Comenius: O fato é que nenhum de nós, provavelmente, passaria no teste de nos submetermos a uma avaliação rigorosa para verificar se estudamos ou não,diligentemente, todas as monografias que recebemos. Isto não quer dizer que estamos fadados ao fracasso como estudantes. No entanto, o exagero do descuido, a completa ausência de verificação deste progresso no sanctum solitário do lar, repito, para marcar este ponto, deixou os membros disciplinados livres para criar o seu próprio ritmo de estudo, e os outros, não tão disciplinados, à vontade para parecer que estudam, o que faz com que muitos de nossos estudantes compareçam ao corpo afiliado sem conhecer os mínimos princípios de nossa filosofia e assim preencham as lacunas com outras informações, de outras linhas de pensamento, e criem estas “saladas” filosófico-espiritualistas que todos já tiveram, tenho certeza, oportunidade de testemunhar dentro de uma conversa no corpo afiliado.

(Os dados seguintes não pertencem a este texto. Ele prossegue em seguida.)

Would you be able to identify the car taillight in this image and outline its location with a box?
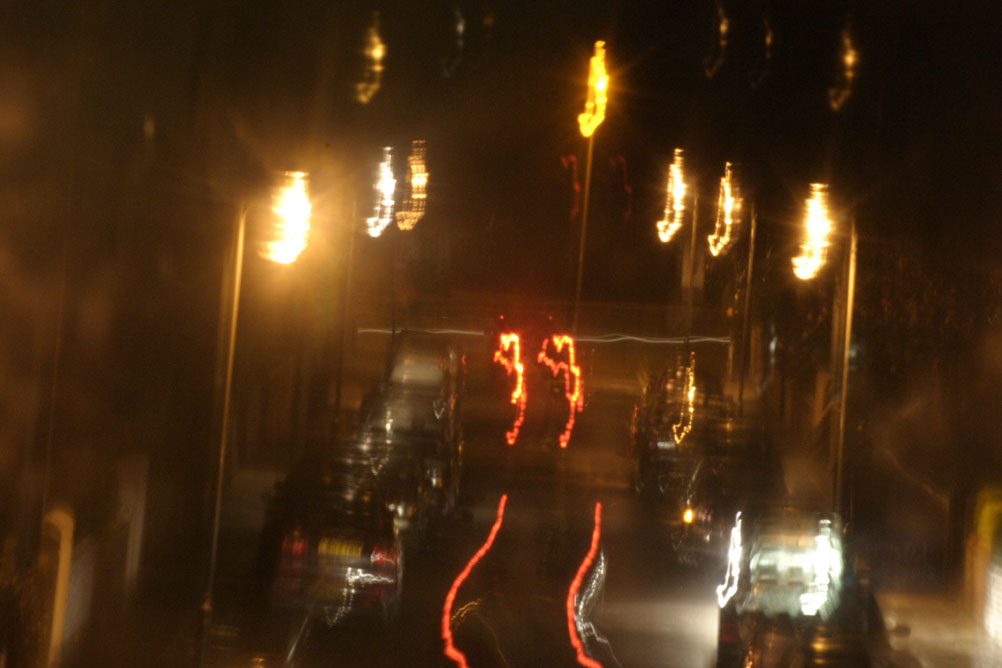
[282,531,307,563]
[370,545,397,566]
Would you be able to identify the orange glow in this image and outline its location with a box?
[261,171,313,264]
[577,40,609,137]
[442,494,508,668]
[397,140,428,231]
[793,183,832,280]
[707,162,741,257]
[536,335,584,448]
[657,148,685,243]
[567,503,602,668]
[355,12,386,104]
[671,353,695,446]
[494,331,526,446]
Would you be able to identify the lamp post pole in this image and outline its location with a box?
[195,206,247,667]
[737,204,759,417]
[571,132,595,335]
[833,217,857,513]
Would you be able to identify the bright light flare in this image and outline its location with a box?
[716,511,742,608]
[828,28,860,111]
[536,335,584,448]
[657,148,685,243]
[566,503,602,668]
[261,171,313,264]
[793,183,832,280]
[577,40,609,137]
[366,146,397,238]
[442,494,508,668]
[707,162,741,257]
[671,353,695,446]
[396,140,428,231]
[494,331,527,446]
[355,12,386,104]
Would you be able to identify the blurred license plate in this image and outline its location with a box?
[317,538,362,558]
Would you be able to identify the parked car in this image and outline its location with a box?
[262,452,405,625]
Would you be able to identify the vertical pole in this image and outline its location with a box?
[195,207,247,667]
[571,133,595,335]
[685,195,699,340]
[835,217,857,512]
[334,202,356,423]
[737,204,759,416]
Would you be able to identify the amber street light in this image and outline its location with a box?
[195,171,313,667]
[571,40,609,333]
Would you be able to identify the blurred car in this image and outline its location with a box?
[630,365,729,501]
[668,441,787,572]
[262,453,405,625]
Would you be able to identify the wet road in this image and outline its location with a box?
[213,380,716,668]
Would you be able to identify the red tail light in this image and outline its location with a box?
[370,545,397,566]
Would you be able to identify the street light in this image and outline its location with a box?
[195,171,313,666]
[793,183,832,280]
[571,40,609,335]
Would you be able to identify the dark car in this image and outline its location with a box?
[630,365,729,501]
[262,454,404,625]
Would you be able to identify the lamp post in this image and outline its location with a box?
[571,40,609,335]
[195,171,313,667]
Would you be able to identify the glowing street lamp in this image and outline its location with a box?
[366,146,397,238]
[793,183,832,280]
[706,162,741,257]
[261,171,313,264]
[195,171,313,666]
[656,148,685,243]
[571,40,609,333]
[396,140,428,231]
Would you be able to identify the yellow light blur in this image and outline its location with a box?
[366,146,397,238]
[828,28,860,111]
[261,171,313,264]
[793,183,832,280]
[396,140,428,231]
[577,40,609,137]
[355,12,386,104]
[657,148,685,243]
[706,162,741,257]
[671,353,695,446]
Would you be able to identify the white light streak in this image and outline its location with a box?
[657,148,685,243]
[716,511,742,608]
[793,183,832,280]
[261,171,313,264]
[707,162,741,257]
[396,140,428,231]
[366,146,397,237]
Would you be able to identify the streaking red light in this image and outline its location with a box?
[442,494,509,668]
[567,503,602,668]
[494,331,526,446]
[536,335,584,448]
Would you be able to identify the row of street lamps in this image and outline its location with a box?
[571,39,858,511]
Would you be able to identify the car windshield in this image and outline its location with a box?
[7,0,1002,668]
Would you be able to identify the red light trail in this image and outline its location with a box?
[536,335,584,448]
[567,503,602,668]
[494,331,526,446]
[442,494,509,668]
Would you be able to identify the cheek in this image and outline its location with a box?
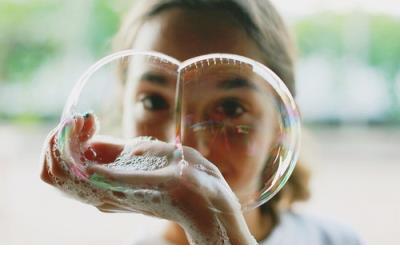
[225,130,271,195]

Frater Alberto: Meu nome é Alberto e queria colocar uma sugestão. Talvez os estudos devessem ser modificados para serem todos templários. Isto aumentaria a freqüência dos corpos afiliados que hoje lutam, às vezes com dificuldade, para se manter, e garantiria que todos os presentes estudariam as monografias, como acontece na Ordem Martinista.
Bernardo: Não funcionaria, embora eu mesmo já tenha pensado nisto.

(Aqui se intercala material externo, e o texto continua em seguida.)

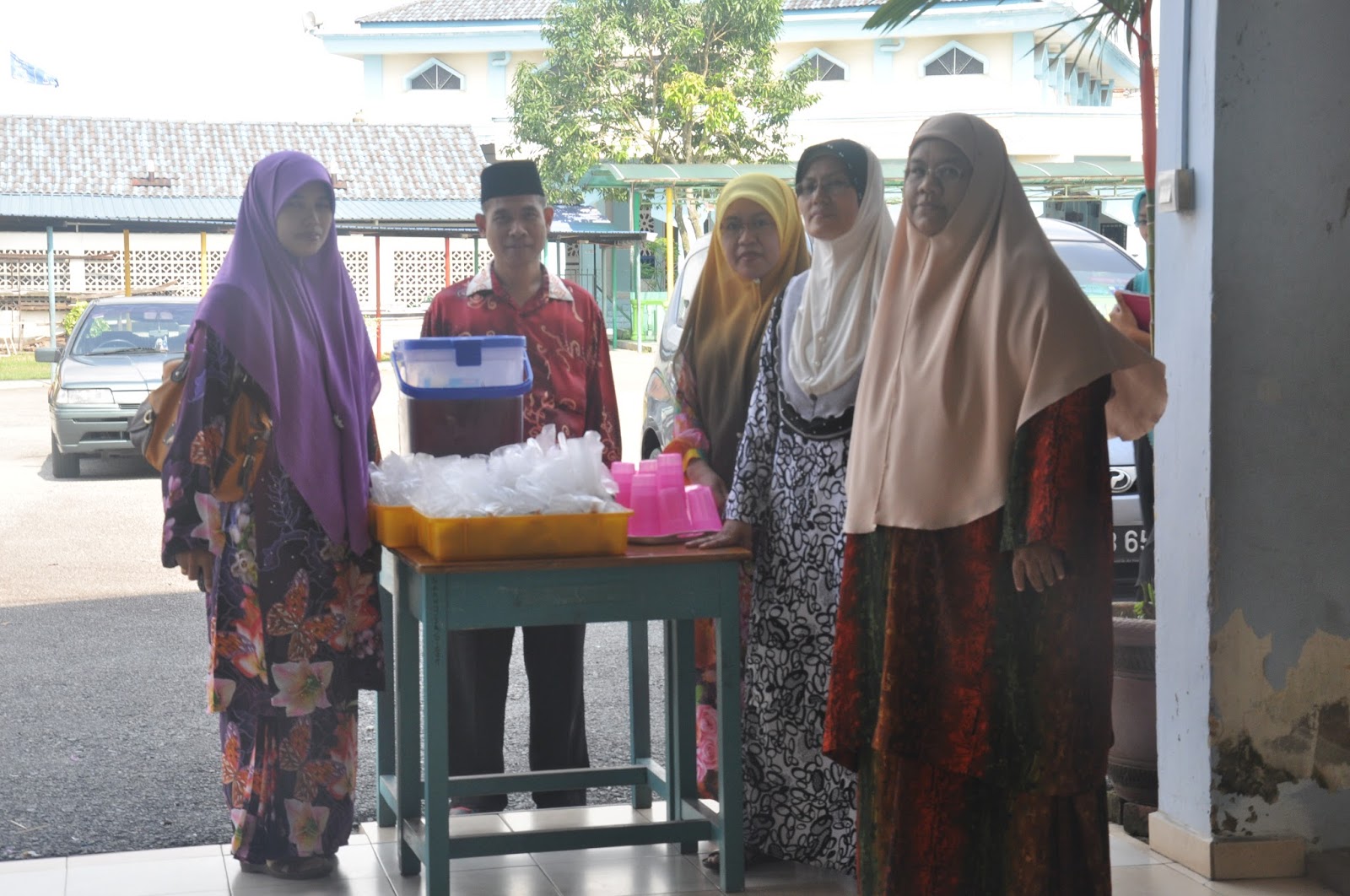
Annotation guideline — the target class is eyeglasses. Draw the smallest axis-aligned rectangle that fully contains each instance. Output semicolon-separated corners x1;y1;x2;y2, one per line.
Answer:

Pois isto significaria a morte do trabalho do Sanctum no Lar, uma característica pétrea de nossos estudos, além de restringir em muito a liberdade de nossos membros.

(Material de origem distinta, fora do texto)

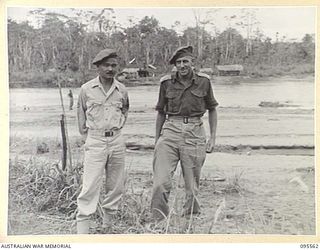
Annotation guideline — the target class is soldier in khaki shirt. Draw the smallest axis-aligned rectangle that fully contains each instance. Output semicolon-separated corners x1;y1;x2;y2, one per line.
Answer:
77;49;129;234
151;46;218;220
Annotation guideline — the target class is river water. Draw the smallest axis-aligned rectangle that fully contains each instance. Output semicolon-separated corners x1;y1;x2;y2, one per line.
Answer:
9;78;315;112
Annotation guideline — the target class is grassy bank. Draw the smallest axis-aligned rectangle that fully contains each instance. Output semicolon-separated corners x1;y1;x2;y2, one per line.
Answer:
9;64;314;88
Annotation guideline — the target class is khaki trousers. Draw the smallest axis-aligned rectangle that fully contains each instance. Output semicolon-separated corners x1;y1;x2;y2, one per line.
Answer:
77;130;125;221
151;118;206;219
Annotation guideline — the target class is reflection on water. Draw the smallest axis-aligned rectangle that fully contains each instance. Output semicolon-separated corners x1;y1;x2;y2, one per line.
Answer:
10;78;315;109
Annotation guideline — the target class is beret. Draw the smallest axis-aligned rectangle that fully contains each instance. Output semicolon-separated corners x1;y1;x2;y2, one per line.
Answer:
92;49;117;65
169;45;193;64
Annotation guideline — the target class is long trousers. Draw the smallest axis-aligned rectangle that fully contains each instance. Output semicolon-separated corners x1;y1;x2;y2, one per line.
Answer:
77;130;125;221
151;118;206;220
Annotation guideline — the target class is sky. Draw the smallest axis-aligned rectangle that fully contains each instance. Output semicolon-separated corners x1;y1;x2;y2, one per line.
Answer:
7;7;316;41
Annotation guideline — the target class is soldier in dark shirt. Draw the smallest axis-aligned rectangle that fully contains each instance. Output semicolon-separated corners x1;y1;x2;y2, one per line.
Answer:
151;46;218;220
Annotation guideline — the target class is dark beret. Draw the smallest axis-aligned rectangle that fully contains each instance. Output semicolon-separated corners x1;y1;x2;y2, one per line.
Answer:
169;45;193;64
92;49;117;65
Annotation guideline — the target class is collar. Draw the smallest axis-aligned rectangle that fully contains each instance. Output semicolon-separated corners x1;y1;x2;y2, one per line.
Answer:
172;70;198;84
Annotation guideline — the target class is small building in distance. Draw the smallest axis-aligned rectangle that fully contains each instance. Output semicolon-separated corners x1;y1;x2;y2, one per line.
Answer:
216;64;243;76
121;68;139;80
199;68;213;75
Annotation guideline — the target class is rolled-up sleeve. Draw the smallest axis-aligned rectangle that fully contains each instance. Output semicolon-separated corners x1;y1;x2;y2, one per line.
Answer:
156;83;168;114
77;88;88;135
122;91;130;117
204;81;219;110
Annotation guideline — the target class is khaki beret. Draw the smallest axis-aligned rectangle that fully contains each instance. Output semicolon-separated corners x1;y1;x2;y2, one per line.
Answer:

Agora, como uma alternativa, acho que seria uma grande idéia. Deixaríamos a critério do membro que entrasse a decisão de seguir os estudos de modo templário ou apenas no Sanctum do Lar, ou ambos.
Frater Alberto: E porque não implantamos esta idéia logo?
Comenius: Porque nenhum de nós, isoladamente, tem este poder, atribuído apenas ao Supremo Conselho da Ordem, em conjunto com nosso Imperator. No entanto, podemos e devemos sugerir tais coisas e colocar em discussão estes temas pois a Ordem é feita por nós, pouco a pouco, como todos sabem.
Frater Alberto: Então está feita a sugestão.
Bernardo: Que está devidamente anotada e será repassada ao Grande Conselheiro da região, que por sua vez a repassará ao Grande Mestre, que por sua vez a apresentará para debate no Supremo Conselho.
Frater Marcelo: Nada impede o frater ou a sóror de seguir seus estudos, na minha opinião, a não ser sua própria vontade.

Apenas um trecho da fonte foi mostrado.